Recreating KeyError: "None of [Index(['name'], dtype='object')] are in the [columns]"
import pandas as pd
df = [{'A': [1,4,5], 'B': [4,5,6], 'C':['a','b','c']}]
df = pd.DataFrame(df[0])
df = df[['D']]
print(df)
Output -:
KeyError: "None of [Index(['D'], dtype='object')] are in the [columns]"
Solution -: You can see there is no column called 'D' in the data frame. Therefore, recheck your columns
Adding 'D' and see what happens
import pandas as pd
df = [{'A': [1,4,5], 'B': [4,5,6], 'C':['a','b','c'], 'D': []}]
df = pd.DataFrame(df[0])
df = df[['D']]
print(df)
Output -:
ValueError: arrays must all be same length
Solution -: column 'D' need to fill same data count as 'A', 'B', and 'C'
Overcome from those two problems
import pandas as pd
df = [{'A': [1,4,5], 'B': [4,5,6], 'C':['a','b','c'], 'D':[]}]

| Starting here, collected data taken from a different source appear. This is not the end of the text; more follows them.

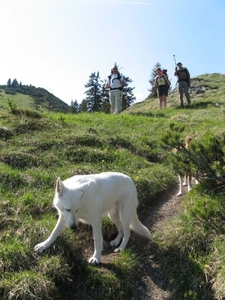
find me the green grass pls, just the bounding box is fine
[0,73,225,299]
[0,90,34,110]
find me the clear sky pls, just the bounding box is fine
[1,0,224,105]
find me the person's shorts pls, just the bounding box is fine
[158,85,168,97]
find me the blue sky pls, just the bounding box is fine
[0,0,224,105]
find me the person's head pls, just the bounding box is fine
[156,67,162,74]
[177,62,183,69]
[111,66,118,74]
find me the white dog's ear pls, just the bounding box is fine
[56,177,65,195]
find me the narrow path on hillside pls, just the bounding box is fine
[130,184,185,300]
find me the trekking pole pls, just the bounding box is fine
[173,54,177,68]
[173,55,178,87]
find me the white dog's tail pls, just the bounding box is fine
[130,214,152,240]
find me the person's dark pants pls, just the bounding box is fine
[177,81,190,106]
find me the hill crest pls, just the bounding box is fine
[0,84,70,112]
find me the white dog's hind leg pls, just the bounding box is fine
[88,222,102,264]
[187,176,192,192]
[114,225,130,253]
[108,209,123,247]
[113,209,132,252]
[176,175,184,196]
[34,213,67,254]
[183,174,188,186]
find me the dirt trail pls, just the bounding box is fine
[131,184,185,300]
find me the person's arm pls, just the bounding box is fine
[154,76,158,88]
[119,75,124,88]
[186,69,191,86]
[186,69,191,81]
[104,77,110,89]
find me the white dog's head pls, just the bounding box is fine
[53,177,91,229]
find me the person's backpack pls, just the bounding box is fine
[108,72,121,81]
[108,73,123,90]
[162,69,171,87]
[177,68,189,81]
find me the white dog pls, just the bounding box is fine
[34,172,152,264]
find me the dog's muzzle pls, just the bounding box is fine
[70,224,77,230]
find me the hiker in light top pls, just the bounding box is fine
[154,67,170,109]
[104,66,124,114]
[174,62,191,106]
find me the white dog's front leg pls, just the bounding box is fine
[34,213,67,254]
[88,223,102,264]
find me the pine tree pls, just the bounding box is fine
[101,83,110,113]
[7,78,11,86]
[148,62,161,98]
[121,76,136,110]
[84,72,103,112]
[79,99,88,112]
[11,78,19,87]
[71,100,80,113]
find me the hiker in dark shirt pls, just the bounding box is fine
[174,62,191,106]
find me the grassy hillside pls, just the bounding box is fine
[0,73,225,299]
[0,84,70,113]
[128,73,225,113]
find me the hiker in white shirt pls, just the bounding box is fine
[105,66,124,114]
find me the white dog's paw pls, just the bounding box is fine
[34,242,48,254]
[88,256,100,265]
[176,191,183,197]
[114,247,123,253]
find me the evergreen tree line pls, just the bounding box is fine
[6,62,166,113]
[7,78,22,87]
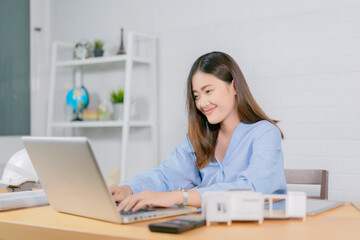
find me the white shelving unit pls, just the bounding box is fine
[46,32,158,182]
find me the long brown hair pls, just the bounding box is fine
[186,52,283,169]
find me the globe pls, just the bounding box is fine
[66,87,89,121]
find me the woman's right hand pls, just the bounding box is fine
[109,184,133,203]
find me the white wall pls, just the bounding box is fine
[46,0,360,200]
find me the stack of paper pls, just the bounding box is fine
[0,189,48,211]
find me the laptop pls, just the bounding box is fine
[22,136,191,224]
[266,198,345,217]
[306,199,345,215]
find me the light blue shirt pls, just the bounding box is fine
[121,120,287,196]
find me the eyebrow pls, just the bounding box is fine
[192,84,213,93]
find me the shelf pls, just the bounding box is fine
[129,121,153,127]
[51,121,152,128]
[48,32,158,182]
[55,55,151,68]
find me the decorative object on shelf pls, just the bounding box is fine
[73,41,93,59]
[117,28,126,55]
[66,87,89,121]
[66,70,89,121]
[82,109,99,121]
[93,40,104,57]
[110,88,124,120]
[98,102,111,121]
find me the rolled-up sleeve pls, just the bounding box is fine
[196,126,286,196]
[120,136,199,194]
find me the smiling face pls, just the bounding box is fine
[192,71,238,125]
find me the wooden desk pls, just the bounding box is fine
[0,202,359,240]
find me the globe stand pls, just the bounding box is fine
[72,110,83,121]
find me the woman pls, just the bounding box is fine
[111,51,287,212]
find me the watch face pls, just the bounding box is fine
[74,45,87,59]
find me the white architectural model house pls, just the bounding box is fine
[202,191,306,226]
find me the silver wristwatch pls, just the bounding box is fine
[179,188,189,206]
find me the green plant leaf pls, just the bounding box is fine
[94,40,104,50]
[110,88,124,103]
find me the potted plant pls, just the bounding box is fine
[93,40,104,57]
[110,88,124,120]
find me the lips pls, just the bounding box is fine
[204,107,216,115]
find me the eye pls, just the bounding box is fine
[193,95,199,100]
[206,89,212,94]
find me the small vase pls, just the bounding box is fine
[113,103,124,120]
[93,49,104,57]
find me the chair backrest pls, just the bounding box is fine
[284,169,328,200]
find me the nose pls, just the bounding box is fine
[199,96,210,109]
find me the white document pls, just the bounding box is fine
[0,189,48,211]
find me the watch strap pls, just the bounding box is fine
[179,188,189,206]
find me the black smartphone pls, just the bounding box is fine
[148,216,206,234]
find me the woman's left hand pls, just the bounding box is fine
[117,190,182,212]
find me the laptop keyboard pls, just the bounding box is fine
[120,208,156,216]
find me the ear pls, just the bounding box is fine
[231,80,237,96]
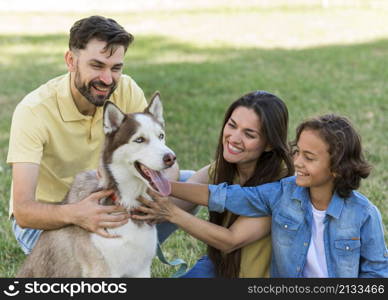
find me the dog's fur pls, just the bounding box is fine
[16,92,176,277]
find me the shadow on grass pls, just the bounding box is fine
[2,33,387,116]
[0,33,387,276]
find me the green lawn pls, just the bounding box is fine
[1,4,387,277]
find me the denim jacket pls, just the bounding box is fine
[208,176,388,278]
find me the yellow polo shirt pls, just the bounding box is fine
[7,73,147,217]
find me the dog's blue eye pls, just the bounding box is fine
[159,133,164,140]
[134,137,145,143]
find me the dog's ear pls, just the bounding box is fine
[103,101,125,134]
[145,91,164,127]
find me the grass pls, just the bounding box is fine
[1,4,387,277]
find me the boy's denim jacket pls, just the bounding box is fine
[208,176,388,277]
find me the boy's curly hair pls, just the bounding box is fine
[293,114,371,198]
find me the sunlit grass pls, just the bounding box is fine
[2,6,388,48]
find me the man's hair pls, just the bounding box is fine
[69,16,133,54]
[293,114,371,198]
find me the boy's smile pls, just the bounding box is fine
[294,129,335,194]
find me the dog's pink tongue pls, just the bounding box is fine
[148,169,171,196]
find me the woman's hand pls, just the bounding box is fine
[131,189,179,223]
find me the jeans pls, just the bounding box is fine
[12,170,196,255]
[180,255,216,278]
[11,218,42,255]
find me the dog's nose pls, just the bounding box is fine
[163,153,176,167]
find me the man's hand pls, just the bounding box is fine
[70,190,131,238]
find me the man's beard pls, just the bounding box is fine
[74,69,117,107]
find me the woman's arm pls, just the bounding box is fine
[170,181,210,206]
[132,190,270,253]
[169,165,211,212]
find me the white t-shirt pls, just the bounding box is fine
[302,203,329,278]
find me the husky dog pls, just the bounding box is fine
[16,92,176,277]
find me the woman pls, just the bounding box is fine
[133,90,294,278]
[158,114,388,277]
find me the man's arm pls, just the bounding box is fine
[12,163,130,238]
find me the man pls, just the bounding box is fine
[7,16,194,255]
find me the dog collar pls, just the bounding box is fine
[110,192,118,203]
[96,169,119,203]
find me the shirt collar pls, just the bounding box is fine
[291,183,310,206]
[57,73,103,122]
[325,191,345,219]
[291,181,345,219]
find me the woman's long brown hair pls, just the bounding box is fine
[208,91,294,278]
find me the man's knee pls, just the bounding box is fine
[11,218,42,255]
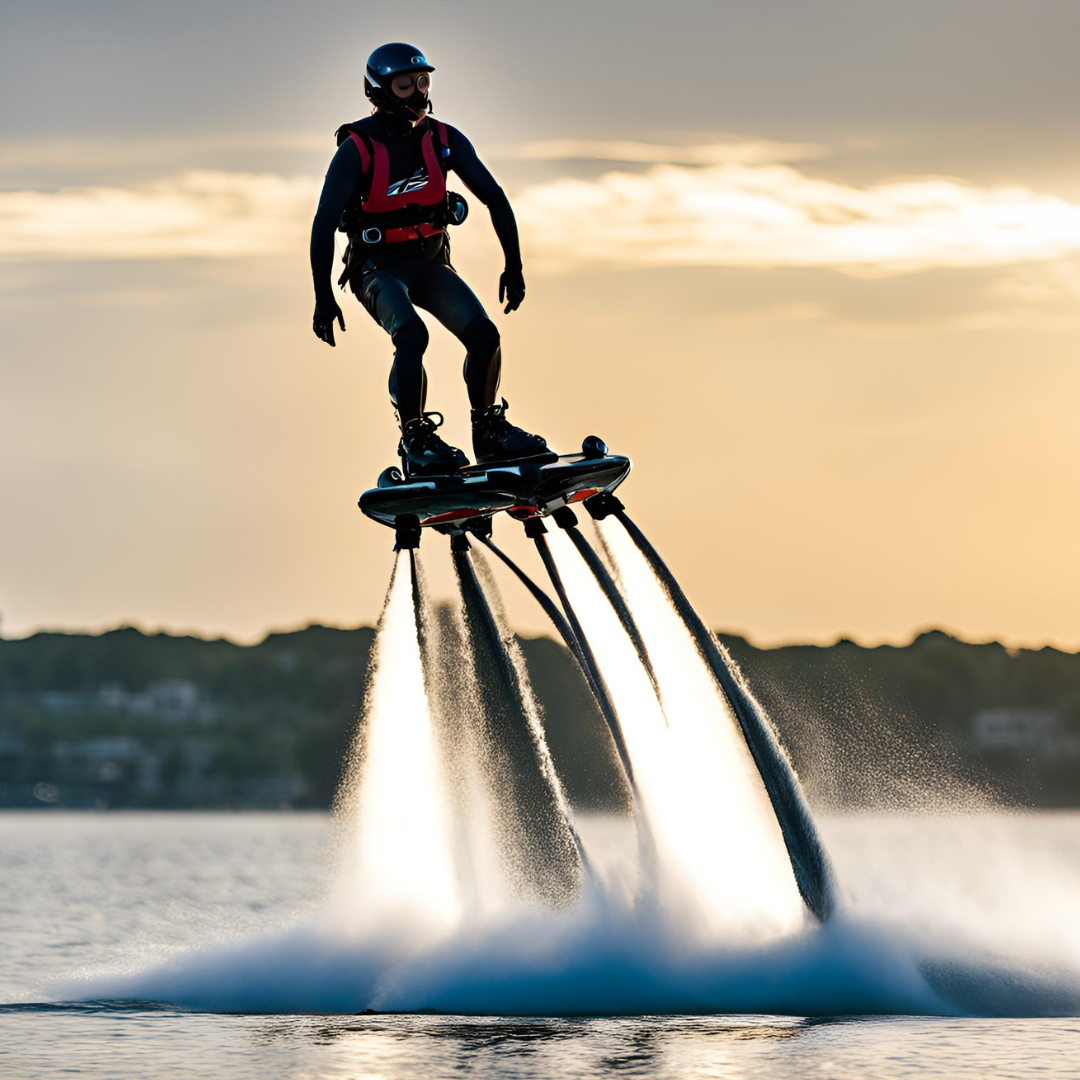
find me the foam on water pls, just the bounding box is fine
[72,829,1080,1017]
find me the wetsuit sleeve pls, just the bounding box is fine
[310,139,364,306]
[445,126,522,271]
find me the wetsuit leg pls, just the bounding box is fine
[356,269,429,422]
[413,263,502,410]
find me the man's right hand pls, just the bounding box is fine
[313,300,346,347]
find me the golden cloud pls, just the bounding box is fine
[0,133,328,173]
[3,144,1080,280]
[514,163,1080,275]
[0,170,318,259]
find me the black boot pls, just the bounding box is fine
[398,412,470,478]
[471,398,555,465]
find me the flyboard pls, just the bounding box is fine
[359,435,630,547]
[358,435,836,923]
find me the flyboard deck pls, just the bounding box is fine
[359,436,631,545]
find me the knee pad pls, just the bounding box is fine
[460,316,500,359]
[392,319,429,358]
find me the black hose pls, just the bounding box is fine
[451,544,586,896]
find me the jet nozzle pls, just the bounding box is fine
[584,491,624,520]
[394,514,422,550]
[552,506,579,530]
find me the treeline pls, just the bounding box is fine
[0,624,608,810]
[1,624,1077,810]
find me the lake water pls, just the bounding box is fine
[1,812,1079,1079]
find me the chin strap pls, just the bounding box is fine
[370,94,432,126]
[402,98,432,124]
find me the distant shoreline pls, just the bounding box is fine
[3,626,1078,812]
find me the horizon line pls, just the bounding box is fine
[1,619,1074,657]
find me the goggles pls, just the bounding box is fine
[390,72,431,99]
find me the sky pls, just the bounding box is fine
[2,0,1080,647]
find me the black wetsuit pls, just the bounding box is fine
[310,112,523,423]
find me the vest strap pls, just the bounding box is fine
[348,131,371,174]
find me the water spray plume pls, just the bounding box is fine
[604,509,836,922]
[332,551,462,938]
[559,519,661,701]
[547,529,805,942]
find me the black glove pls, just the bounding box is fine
[499,267,526,314]
[313,299,346,347]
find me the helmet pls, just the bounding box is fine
[364,43,435,120]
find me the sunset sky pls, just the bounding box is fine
[3,0,1080,647]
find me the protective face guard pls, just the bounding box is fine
[383,71,431,120]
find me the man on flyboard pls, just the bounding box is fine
[310,42,552,478]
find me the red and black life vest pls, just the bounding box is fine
[338,119,451,245]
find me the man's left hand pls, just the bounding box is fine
[499,268,526,314]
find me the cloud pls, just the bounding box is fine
[3,143,1080,282]
[513,162,1080,275]
[0,134,328,175]
[0,171,318,260]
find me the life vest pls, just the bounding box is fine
[338,119,451,245]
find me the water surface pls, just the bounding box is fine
[2,813,1079,1078]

df = pd.DataFrame.from_dict(df[0], orient='index')
df.transpose()
print(df)
Output -:
0 1 2
A 1 4 5
B 4 5 6
C a b c
D None None None
You can see columns are now represented as rows. You can use loc to select each row column.
import pandas as pd
df = [{'A': [1,4,5], 'B': [4,5,6], 'C':['a','b','c'], 'D':[]}]
df = pd.DataFrame.from_dict(df[0], orient='index')
df.transpose()
df = df.loc[['A']] # uses loc
print(df)
Output -:
0 1 2
A 1 4 5